We also mentioned in our past newsletter that at that time IMPI was not questioning the validity of voluntary cascade divisionals that were filed before this abrupt change of criteria, but that this change of criteria did leave them in a fragile situation.

Nevertheless, we regret to inform you that in the last weeks of August and first weeks of September, IMPI has begun to issue substantive office actions rejecting cascade divisionals that were previously accepted and which had complied with all formal requirements. They are overturning their decision to accept voluntary cascade divisionals deriving from a parent case filed before our new law entered in force on November 05, 2020 even though said cascade divisionals were filed long before this abrupt change of criteria which occurred on May of this year.

Recently, we have even seen cases in which they issue 1 or 2 office actions objecting substantive issues such as lack of inventive step, lack of clarity, etc., and in the last office action they abruptly reject the application for being a divisional that was filed after the first parent case had been allowed.

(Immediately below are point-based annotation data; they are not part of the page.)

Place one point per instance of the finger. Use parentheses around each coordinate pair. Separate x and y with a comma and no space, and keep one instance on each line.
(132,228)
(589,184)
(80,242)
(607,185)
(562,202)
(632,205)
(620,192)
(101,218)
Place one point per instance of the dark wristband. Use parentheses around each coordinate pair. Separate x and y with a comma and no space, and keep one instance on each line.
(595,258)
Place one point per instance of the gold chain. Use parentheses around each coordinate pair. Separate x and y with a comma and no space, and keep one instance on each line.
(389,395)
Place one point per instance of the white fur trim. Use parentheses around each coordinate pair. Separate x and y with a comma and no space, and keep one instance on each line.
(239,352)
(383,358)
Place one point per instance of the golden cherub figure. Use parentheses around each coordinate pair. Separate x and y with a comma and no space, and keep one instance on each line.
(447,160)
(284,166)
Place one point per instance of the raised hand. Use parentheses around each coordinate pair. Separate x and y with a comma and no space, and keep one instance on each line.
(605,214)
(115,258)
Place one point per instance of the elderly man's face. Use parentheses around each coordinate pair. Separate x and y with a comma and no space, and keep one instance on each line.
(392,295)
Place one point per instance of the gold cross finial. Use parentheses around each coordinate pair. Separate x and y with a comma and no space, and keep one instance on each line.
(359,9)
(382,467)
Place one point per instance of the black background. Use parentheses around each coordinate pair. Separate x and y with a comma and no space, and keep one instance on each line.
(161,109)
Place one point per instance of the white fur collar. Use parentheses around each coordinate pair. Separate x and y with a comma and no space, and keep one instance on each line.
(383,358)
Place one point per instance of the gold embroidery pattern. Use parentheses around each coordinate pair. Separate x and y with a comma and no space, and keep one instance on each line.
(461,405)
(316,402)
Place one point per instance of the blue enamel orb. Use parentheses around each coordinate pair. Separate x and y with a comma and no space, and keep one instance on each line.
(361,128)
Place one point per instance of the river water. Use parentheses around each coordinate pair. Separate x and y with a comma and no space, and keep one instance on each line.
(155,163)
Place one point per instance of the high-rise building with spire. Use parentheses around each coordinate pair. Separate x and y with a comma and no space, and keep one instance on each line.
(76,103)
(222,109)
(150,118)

As we mentioned in our previous newsletter, they are basing this criterion on a Federal Court Jurisprudence that provides that it is not possible to file divisional applications once the prosecution of the parent case has finalized. However, this court decision does not mention the specific case of cascade divisionals and thus, IMPI is misusing this Jurisprudence and applying it wrongfully to all voluntary cascade divisional applications, regardless of the applicable law.

The current situation is very worrying because not only IMPI's legal criterion lacks any legal support, but they are applying it to cases that had been already accepted and thus, are applying contradictory criterions in a single application. In fact, administrative authorities are not allowed to revert their own decisions during the prosecution of the same case, which is exactly what is starting to happen.

Needless to say that OLIVARES strongly disagrees with this unfortunate turn of events and we are currently working on a legal strategy to answer these office actions which, as we mentioned lack any legal support and are contradictory with the office actions issued by IMPI itself recognizing the claimed priorities in these voluntary cascade divisionals.

The OLIVARES patent team will keep you updated on any further development on this important issue.